Despite China's anti-corruption law, the ongoing rummage shows that the loophole in governance still exists. In July, the CPC announced a probe into corruption in the equipment procurement process dating back to 2017. A keen observation of the current purge signals the abnormality in hardware procurement and dissemination of information concerning projects and army units during Li’s tenure as the head of the EDD. With the department under investigation, the probability of the convicted military official's linkage to this tragedy is high. This pattern indicates that such misconduct still dominates the highest ranks of the PLA.
The crackdown on corruption is a hallmark event for President Xi, who had vowed to make no exceptions and grant leniency to the ‘tigers’ and ‘flies’— powerful leaders and inferior bureaucrats. If the felony charges are proven, it provides a classic opportunity for President Xi to cleanse and strengthen his grasp over the military institution by eliminating the infiltrators and avoiding the Trojan Horse tragedy. Second, it would help refurbish the credibility of the leadership, which became doubtful after the economic plunge triggered by the pandemic and the Sino-US trade war. Nevertheless, can it guarantee a complete root out of the corruption in the system?
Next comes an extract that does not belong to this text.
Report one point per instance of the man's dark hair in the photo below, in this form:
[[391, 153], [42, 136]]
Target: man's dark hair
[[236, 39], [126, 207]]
The much-hyped concept of loyalty-driven leadership in China appears flawed and unsustainable. Deception by the cohorts personally endorsed by President Xi attracts political disarray within the Communist Party. Besides, the rumours about the investigation challenge China's dream of modernising its military and building a world-class armed force by 2050. National defense modernisation consists of developing and procuring new weapons and equipment, maintaining a high level of realistic combat-oriented exercises of the troops and improving the welfare of military personnel. Within this vision, if the PLA wishes to reform its nuclear retaliatory capabilities to deliver credible threats during warfare, it cannot afford any error within the PLA, precisely, the PLARF.
As the Sino-US relationship becomes increasingly volatile, the discipline and command of the unit cannot be compromised. So the rampant crackdown of the military and civil officials makes sense. It helps reassure the country that the communist party dictates the gun, and therefore, the military should always remain loyal to the party.